こびとく日誌

クツをつくりながら考えたこと。晴耕雨読な日々のこと。

望月青果店

2013初読みは小手鞠るい『望月青果店』でした。

初めて読む作家さん。ストーリーについても事前情報全くなし。装幀が良かったからという理由のジャケ買い
イチゴの刺繍が表紙絵なんです。布目の紙じゃなくて布に刺した刺繍の写真がプリントされた紙?
きれいな本だったので手に取りました。やっぱり好みの体裁の本は良いものです。

テーマは母と娘の確執。
鈴子の実家は岡山の青果店。昔から母親咲恵とはうまくいってなくて実家を家出同然に飛び出したきり。
結婚も反対されたままで、今は遠く離れたアメリカに住んでいる鈴子。
母の身体の具合が悪いと父親からきかされ帰省をしようとするところから物語は始まる。
が、冬の嵐により停電。
鈴子の回想がはじまる・・・。

母娘の関係って難しくて特に大人になってからお互いひどいことを言い合ってしまったりもする(我が家の場合)。
この小説に共感する部分も多かった。
鈴子の夫、誠一郎が視覚に障害があり、二人の出会いのきっかけが盲導犬だったり、母咲恵も少し目が悪いという設定がなかった方がほんとは良かったかな。そういうフィクションぽい設定がなくても母と娘のフクザツな関係は描けたはず。
咲恵の言葉がいちいちキツくて読んでいてしんどいが最後はホッとできるストーリーで良かった。

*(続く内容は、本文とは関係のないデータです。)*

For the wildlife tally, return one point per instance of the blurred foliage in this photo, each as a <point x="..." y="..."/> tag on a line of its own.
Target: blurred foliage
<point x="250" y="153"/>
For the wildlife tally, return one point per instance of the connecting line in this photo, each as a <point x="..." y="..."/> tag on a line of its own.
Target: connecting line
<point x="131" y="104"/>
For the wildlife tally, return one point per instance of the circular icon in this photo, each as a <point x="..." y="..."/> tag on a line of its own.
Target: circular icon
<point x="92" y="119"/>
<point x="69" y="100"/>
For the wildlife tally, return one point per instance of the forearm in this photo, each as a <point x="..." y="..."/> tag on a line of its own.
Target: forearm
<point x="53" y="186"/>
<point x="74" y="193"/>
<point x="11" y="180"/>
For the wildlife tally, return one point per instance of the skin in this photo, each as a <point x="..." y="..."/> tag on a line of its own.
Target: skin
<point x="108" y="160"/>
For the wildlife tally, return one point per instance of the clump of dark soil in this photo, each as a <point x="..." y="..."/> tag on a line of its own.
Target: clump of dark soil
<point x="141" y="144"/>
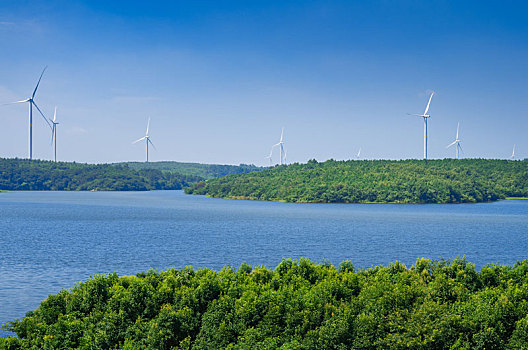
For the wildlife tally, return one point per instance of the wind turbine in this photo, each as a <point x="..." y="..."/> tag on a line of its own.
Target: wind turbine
<point x="31" y="101"/>
<point x="456" y="142"/>
<point x="269" y="157"/>
<point x="425" y="116"/>
<point x="146" y="138"/>
<point x="54" y="134"/>
<point x="282" y="154"/>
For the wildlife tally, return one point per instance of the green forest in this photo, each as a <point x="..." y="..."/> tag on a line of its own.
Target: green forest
<point x="205" y="171"/>
<point x="377" y="181"/>
<point x="438" y="304"/>
<point x="36" y="175"/>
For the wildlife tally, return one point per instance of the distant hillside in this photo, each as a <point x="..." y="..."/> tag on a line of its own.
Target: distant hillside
<point x="23" y="174"/>
<point x="206" y="171"/>
<point x="378" y="181"/>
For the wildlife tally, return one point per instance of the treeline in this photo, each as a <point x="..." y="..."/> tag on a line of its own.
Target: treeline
<point x="35" y="175"/>
<point x="298" y="305"/>
<point x="206" y="171"/>
<point x="377" y="181"/>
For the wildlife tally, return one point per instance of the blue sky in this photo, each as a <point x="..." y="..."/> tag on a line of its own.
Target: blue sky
<point x="220" y="78"/>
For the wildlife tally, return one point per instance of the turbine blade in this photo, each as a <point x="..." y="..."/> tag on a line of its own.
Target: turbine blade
<point x="451" y="144"/>
<point x="12" y="103"/>
<point x="144" y="137"/>
<point x="429" y="103"/>
<point x="42" y="114"/>
<point x="36" y="87"/>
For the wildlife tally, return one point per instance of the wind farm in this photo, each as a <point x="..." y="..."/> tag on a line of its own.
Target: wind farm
<point x="298" y="183"/>
<point x="31" y="101"/>
<point x="54" y="123"/>
<point x="456" y="143"/>
<point x="147" y="141"/>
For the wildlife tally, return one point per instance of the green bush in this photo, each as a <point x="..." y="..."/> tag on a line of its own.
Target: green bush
<point x="298" y="305"/>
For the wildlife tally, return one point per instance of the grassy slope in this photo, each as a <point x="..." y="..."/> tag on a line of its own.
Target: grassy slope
<point x="206" y="171"/>
<point x="23" y="174"/>
<point x="381" y="181"/>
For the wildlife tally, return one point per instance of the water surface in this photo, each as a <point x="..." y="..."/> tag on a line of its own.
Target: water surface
<point x="50" y="240"/>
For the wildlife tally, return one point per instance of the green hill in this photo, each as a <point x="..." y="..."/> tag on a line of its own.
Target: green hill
<point x="37" y="175"/>
<point x="206" y="171"/>
<point x="377" y="181"/>
<point x="298" y="305"/>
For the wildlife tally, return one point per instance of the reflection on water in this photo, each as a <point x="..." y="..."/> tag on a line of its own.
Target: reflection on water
<point x="50" y="240"/>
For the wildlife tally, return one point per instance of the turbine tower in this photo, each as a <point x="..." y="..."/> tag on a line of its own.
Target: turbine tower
<point x="146" y="138"/>
<point x="54" y="134"/>
<point x="269" y="157"/>
<point x="31" y="101"/>
<point x="456" y="142"/>
<point x="282" y="154"/>
<point x="425" y="116"/>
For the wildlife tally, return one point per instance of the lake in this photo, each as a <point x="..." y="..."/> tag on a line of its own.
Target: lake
<point x="51" y="240"/>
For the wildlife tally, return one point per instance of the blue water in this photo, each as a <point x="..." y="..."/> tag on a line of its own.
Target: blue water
<point x="51" y="240"/>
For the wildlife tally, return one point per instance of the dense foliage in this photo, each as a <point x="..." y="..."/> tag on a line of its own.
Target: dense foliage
<point x="206" y="171"/>
<point x="299" y="305"/>
<point x="23" y="174"/>
<point x="378" y="181"/>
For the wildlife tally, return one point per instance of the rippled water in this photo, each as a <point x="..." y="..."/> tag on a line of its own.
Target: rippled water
<point x="50" y="240"/>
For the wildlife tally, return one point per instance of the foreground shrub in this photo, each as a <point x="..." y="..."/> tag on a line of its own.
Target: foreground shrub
<point x="299" y="305"/>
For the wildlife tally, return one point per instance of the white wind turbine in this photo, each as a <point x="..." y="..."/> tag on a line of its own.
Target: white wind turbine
<point x="456" y="142"/>
<point x="269" y="157"/>
<point x="146" y="138"/>
<point x="425" y="116"/>
<point x="282" y="154"/>
<point x="31" y="101"/>
<point x="54" y="133"/>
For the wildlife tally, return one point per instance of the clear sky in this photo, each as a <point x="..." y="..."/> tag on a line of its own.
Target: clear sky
<point x="220" y="78"/>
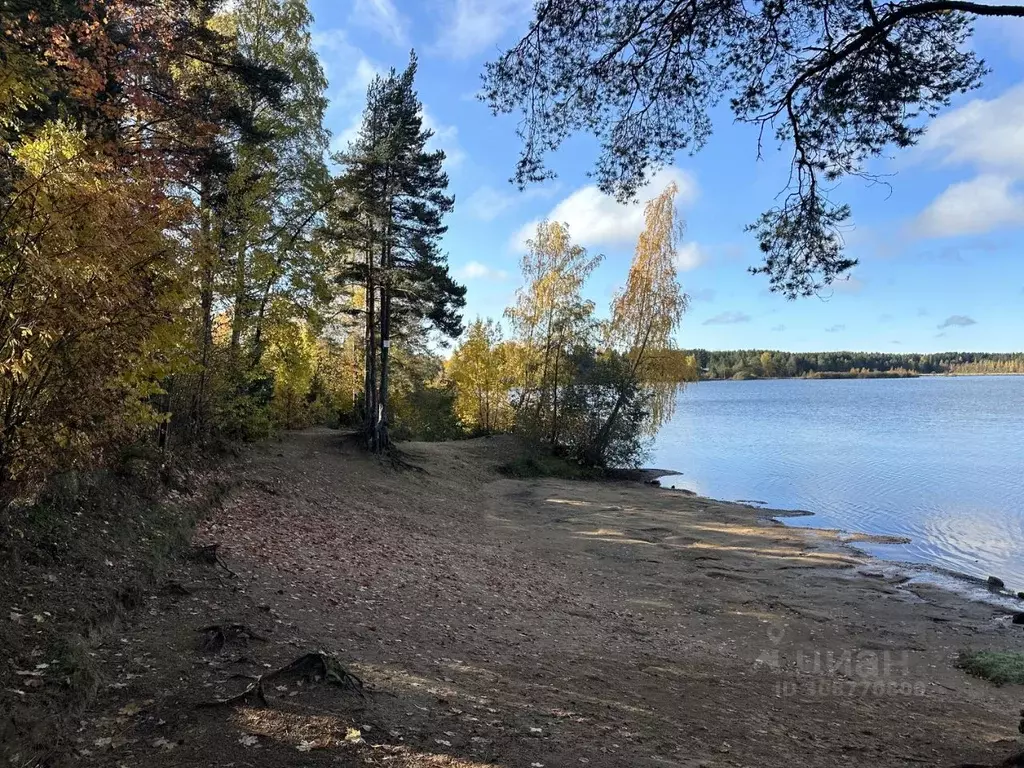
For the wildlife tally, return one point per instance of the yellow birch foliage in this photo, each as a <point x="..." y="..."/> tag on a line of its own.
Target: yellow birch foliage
<point x="87" y="281"/>
<point x="648" y="310"/>
<point x="478" y="370"/>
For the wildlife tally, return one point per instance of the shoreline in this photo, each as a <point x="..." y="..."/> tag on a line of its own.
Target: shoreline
<point x="974" y="588"/>
<point x="520" y="622"/>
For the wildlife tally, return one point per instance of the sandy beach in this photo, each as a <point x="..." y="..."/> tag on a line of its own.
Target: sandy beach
<point x="499" y="622"/>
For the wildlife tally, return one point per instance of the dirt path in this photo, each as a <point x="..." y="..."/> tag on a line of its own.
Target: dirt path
<point x="524" y="624"/>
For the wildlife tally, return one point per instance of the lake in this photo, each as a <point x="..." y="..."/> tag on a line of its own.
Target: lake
<point x="939" y="460"/>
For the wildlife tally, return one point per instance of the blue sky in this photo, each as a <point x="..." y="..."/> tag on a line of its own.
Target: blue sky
<point x="940" y="251"/>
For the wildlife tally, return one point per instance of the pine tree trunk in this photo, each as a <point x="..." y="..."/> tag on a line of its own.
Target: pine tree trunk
<point x="370" y="392"/>
<point x="198" y="421"/>
<point x="381" y="437"/>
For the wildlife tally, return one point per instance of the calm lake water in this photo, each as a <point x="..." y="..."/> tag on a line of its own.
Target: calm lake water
<point x="939" y="460"/>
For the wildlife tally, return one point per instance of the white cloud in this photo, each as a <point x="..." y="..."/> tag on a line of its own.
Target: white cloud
<point x="382" y="17"/>
<point x="985" y="203"/>
<point x="486" y="203"/>
<point x="728" y="318"/>
<point x="470" y="27"/>
<point x="596" y="219"/>
<point x="349" y="72"/>
<point x="445" y="137"/>
<point x="987" y="134"/>
<point x="477" y="270"/>
<point x="690" y="256"/>
<point x="850" y="284"/>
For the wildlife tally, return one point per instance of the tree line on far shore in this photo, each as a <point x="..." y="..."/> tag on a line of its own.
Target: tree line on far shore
<point x="750" y="364"/>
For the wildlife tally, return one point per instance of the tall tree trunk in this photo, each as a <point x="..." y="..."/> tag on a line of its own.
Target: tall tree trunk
<point x="198" y="421"/>
<point x="381" y="437"/>
<point x="370" y="391"/>
<point x="241" y="300"/>
<point x="554" y="400"/>
<point x="597" y="450"/>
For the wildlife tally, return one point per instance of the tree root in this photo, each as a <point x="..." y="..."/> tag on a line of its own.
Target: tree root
<point x="210" y="555"/>
<point x="217" y="636"/>
<point x="311" y="667"/>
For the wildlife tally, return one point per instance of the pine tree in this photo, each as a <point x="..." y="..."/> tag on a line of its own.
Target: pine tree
<point x="550" y="318"/>
<point x="392" y="203"/>
<point x="645" y="314"/>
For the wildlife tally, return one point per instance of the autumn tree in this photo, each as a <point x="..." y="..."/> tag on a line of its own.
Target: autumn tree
<point x="479" y="371"/>
<point x="838" y="81"/>
<point x="549" y="318"/>
<point x="645" y="316"/>
<point x="388" y="222"/>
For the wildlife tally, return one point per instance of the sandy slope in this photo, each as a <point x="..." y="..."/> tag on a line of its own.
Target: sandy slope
<point x="550" y="623"/>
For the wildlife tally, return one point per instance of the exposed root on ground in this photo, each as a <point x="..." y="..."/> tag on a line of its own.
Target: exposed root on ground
<point x="209" y="554"/>
<point x="311" y="667"/>
<point x="217" y="636"/>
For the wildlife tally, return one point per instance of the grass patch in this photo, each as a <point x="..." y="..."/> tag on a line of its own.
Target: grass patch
<point x="1001" y="668"/>
<point x="548" y="465"/>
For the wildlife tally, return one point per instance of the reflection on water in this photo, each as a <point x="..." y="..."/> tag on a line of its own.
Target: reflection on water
<point x="938" y="460"/>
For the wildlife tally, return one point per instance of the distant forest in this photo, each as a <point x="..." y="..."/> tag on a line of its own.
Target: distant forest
<point x="753" y="364"/>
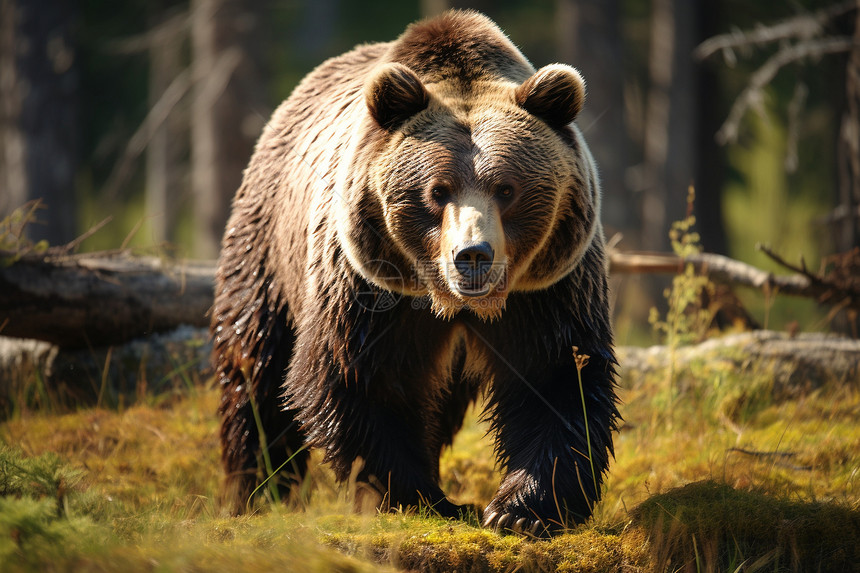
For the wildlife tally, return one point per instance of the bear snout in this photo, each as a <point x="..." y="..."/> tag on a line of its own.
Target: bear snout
<point x="473" y="261"/>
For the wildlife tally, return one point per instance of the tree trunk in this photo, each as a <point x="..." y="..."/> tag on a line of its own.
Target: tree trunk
<point x="38" y="91"/>
<point x="589" y="38"/>
<point x="227" y="114"/>
<point x="164" y="151"/>
<point x="848" y="211"/>
<point x="670" y="121"/>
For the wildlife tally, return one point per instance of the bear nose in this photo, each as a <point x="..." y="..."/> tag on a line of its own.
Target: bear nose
<point x="473" y="259"/>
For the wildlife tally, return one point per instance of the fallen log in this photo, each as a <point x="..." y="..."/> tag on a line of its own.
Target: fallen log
<point x="793" y="365"/>
<point x="99" y="299"/>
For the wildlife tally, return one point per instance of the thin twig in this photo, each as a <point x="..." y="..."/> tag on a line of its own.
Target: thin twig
<point x="752" y="94"/>
<point x="800" y="27"/>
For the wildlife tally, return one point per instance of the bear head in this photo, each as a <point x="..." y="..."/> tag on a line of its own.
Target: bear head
<point x="468" y="185"/>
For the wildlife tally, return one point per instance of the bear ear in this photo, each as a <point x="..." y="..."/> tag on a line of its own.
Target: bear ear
<point x="394" y="94"/>
<point x="555" y="93"/>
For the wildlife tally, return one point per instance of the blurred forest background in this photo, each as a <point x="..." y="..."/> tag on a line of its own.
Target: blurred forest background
<point x="145" y="112"/>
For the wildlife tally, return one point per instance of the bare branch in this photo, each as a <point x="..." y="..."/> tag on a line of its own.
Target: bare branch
<point x="752" y="94"/>
<point x="157" y="115"/>
<point x="722" y="269"/>
<point x="802" y="27"/>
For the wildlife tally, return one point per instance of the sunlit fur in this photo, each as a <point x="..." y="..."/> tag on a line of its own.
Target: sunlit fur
<point x="337" y="322"/>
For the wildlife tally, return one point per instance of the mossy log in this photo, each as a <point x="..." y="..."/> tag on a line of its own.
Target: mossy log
<point x="795" y="364"/>
<point x="79" y="301"/>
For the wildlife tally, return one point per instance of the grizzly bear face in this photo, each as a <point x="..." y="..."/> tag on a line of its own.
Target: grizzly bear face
<point x="479" y="188"/>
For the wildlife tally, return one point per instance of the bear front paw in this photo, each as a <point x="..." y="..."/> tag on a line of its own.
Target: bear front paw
<point x="512" y="522"/>
<point x="528" y="505"/>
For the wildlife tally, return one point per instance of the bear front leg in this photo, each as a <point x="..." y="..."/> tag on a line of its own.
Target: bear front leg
<point x="554" y="461"/>
<point x="369" y="413"/>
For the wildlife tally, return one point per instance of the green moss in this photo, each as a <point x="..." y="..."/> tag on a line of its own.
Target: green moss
<point x="716" y="525"/>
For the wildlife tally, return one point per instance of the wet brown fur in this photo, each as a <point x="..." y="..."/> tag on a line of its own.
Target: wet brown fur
<point x="333" y="319"/>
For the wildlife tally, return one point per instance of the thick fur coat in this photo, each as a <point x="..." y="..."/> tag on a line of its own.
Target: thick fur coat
<point x="418" y="225"/>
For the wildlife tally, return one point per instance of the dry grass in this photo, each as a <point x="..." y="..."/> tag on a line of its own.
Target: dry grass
<point x="712" y="474"/>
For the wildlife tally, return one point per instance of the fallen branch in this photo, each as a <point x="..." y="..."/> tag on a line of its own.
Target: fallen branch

で、自分ちの母娘関係にも思いを馳せることになったのだが、ちょうど今のわたしの年齢のとき母はどうだったろうと考えてみたところ・・・。
わたしが成人式も終えて就職して上京することばかり考えていたあの頃。
母は何に夢中になっていたのだろう?毎日、どんなことを考えていたのだろう?